Not logged in - Login

Temporary Diversion

General

A temporary diversion is a channel constructed across a slope that is designed to intercept and collect stormwater, diverting it down slope to an area that is less susceptible to erosion. Temporary diversions reduce runoff velocities, allowing sediment and soluble pollutants to settle out before leaving the site.

Temporary diversions are primarily used for construction sites and include graded surfaces to redirect sheet flow, dikes, and berms. Diversions may be constructed upslope to protect exposed sites from upland runoff or down slope of sites to collect any sediment that occurs from erosion.

Advantages

  • Can significantly reduce from a site
  • Removes sediment and soluble pollutants
  • Low cost
  • Existing fill may be used for construction

Disadvantages

  • Requires a relatively large land area
  • Ineffective on sites with slopes greater than 15%
  • Has a maximum life span of 12 months

Design

Capacity

Temporary diversions should be designed, at a minimum, to convey the runoff from a 2 year, 24-hour storm event with at least 0.3 foot of additional capacity (freeboard). Temporary diversions may drain an area of no greater than 5 acres.

Shape and Slope

Temporary diversions may be parabolic, trapezoidal, or V-shaped with a minimum ridge width of 2 feet.

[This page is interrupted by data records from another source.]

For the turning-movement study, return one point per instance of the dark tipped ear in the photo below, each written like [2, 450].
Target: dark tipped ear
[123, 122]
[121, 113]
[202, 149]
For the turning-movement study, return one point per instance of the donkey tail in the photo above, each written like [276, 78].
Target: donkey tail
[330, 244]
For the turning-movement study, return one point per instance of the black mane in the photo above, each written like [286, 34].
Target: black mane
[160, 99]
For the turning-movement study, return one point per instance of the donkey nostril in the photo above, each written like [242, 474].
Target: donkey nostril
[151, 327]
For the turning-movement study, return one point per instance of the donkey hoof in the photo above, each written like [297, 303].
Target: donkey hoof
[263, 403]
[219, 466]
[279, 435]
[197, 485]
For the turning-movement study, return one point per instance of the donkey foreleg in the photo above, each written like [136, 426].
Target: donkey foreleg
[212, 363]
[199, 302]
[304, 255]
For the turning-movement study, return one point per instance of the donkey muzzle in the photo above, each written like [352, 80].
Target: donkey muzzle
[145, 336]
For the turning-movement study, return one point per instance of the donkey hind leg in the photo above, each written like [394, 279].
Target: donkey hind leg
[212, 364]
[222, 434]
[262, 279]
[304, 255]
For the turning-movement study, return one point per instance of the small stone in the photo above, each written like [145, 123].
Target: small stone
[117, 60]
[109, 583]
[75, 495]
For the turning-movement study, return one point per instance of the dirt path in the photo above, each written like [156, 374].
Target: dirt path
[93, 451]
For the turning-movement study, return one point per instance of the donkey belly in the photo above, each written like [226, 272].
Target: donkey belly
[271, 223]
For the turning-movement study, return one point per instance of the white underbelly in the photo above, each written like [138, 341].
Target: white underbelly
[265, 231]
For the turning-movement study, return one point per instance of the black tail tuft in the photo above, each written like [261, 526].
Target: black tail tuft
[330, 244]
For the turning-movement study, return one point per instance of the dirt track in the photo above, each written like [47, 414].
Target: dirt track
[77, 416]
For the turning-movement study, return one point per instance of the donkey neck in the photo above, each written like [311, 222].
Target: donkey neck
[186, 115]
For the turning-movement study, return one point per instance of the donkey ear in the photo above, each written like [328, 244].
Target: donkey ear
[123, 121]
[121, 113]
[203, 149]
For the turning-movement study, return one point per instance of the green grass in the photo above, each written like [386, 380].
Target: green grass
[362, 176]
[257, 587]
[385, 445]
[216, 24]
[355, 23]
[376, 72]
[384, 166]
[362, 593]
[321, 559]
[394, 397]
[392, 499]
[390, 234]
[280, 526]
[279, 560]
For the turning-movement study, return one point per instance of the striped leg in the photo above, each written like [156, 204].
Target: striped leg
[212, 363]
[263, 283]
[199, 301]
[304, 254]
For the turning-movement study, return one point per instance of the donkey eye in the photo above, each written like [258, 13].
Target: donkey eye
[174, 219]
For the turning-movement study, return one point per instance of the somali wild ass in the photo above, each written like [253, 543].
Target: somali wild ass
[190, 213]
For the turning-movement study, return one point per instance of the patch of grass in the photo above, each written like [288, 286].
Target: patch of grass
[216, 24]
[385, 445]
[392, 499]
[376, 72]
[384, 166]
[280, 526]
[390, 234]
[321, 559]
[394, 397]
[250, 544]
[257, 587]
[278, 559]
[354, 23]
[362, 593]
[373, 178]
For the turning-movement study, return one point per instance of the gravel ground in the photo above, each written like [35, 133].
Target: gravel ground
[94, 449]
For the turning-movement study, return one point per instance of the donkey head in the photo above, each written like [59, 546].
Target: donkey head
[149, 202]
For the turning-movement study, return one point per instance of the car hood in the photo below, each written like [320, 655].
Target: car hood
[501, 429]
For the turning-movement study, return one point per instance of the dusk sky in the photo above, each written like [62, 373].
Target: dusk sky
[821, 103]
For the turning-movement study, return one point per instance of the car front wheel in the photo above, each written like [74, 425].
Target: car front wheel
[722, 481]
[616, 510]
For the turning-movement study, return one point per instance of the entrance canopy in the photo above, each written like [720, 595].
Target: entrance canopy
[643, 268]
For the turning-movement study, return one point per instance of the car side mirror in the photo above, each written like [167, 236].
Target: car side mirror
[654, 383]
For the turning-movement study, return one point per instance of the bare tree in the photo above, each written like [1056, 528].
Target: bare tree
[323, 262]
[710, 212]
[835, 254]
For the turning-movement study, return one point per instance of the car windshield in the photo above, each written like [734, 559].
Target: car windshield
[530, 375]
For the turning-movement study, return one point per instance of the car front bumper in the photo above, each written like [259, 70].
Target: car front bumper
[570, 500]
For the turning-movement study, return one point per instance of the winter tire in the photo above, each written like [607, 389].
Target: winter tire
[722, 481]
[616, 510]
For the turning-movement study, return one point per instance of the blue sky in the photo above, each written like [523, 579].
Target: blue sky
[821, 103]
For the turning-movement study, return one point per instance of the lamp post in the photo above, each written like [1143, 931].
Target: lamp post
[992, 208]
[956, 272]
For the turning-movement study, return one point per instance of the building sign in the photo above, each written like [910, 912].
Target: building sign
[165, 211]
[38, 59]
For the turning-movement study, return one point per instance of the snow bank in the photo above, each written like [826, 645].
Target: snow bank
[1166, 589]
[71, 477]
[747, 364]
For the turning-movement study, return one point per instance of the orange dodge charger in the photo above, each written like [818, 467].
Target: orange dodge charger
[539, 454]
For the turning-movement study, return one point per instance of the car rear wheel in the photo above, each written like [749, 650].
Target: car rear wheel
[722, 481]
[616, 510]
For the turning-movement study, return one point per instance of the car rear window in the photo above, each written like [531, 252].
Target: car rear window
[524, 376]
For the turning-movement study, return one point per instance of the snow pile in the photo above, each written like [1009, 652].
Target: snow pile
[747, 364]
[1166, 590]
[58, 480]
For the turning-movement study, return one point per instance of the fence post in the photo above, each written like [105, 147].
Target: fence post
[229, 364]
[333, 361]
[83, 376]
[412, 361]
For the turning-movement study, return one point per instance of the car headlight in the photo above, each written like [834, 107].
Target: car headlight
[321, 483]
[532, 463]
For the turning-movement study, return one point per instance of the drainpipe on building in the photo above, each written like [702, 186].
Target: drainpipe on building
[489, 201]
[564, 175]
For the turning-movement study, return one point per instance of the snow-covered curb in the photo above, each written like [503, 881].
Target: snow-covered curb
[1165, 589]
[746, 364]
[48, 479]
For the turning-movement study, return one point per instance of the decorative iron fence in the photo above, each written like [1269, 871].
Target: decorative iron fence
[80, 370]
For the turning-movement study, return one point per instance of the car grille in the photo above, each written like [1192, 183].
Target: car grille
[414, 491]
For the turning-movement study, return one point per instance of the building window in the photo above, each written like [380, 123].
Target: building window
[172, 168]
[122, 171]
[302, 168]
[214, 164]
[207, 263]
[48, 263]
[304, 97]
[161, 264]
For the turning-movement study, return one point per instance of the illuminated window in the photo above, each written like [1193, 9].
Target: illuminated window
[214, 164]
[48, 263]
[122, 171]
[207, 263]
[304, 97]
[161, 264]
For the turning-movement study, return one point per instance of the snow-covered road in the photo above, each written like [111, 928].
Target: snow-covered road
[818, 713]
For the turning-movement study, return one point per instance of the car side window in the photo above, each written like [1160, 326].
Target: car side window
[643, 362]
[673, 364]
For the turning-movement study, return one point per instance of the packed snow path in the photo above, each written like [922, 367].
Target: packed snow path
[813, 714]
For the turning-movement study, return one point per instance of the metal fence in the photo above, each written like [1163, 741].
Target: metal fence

Side slopes should be flatter than 3:1, as steeper slopes may be unstable and make maintenance and repair activities more frequent. Channel slopes depend upon the topography of the site, but should be designed so that sheet flow is sustained and water velocities are maintained below 5.0 ft/s. Channel slopes that exceed 2% require stabilization from vegetation or erosion matting. In addition, the slope behind the dike must be great enough to assure proper drainage, but must be flat enough so that erosion of the structure does not occur during high volume periods of runoff.

Outlets

The outlet selected for each diversion will vary upon the needs of each site. Outlets should be stable and non-erosive and may be vegetated, paved, rock-lined with geotextile fabric, or drain tiled. If a vegetated outlet is chosen, it must be constructed before the rest of the diversion to allow time for the vegetation to become established. Outlets may also incorporate riprap or gabions to further prevent erosion and reduce the velocity of outflows.

Vegetation

If temporary diversions are used longer than 30 days, vegetation must be established (Diversions used less than 30 days must be mulched). Plant species selected should meet the following criteria:
  • Native species may be used with careful selection (refer to Native Plants)
  • Species should be tolerant to frequent inundation as well as extended dry periods
  • Species should be resistant to metting
  • Species should form a dense cover
  • Avoid exotic, noxious, and invasive species

Construction and Maintenance

  • Diversions should be mulched immediately after grading to prevent erosion of the structure
  • Temporary diversions should be inspected for damage after each rainfall
  • Routine inspections should be performed weekly - any damage should be repaired immediately

Method to Determine Practice Efficiency

Diversions effectively reduce the slope length by diverting runoff away from slopes and other areas that are prone to erosion. The efficiency for this practice is thus derived from the reduction in slope length that it provides. To calculate the efficiency, simply use the new, reduced slope length in place of the pre-existing one in the USLE and recalculate. The difference is the efficiency for the practice.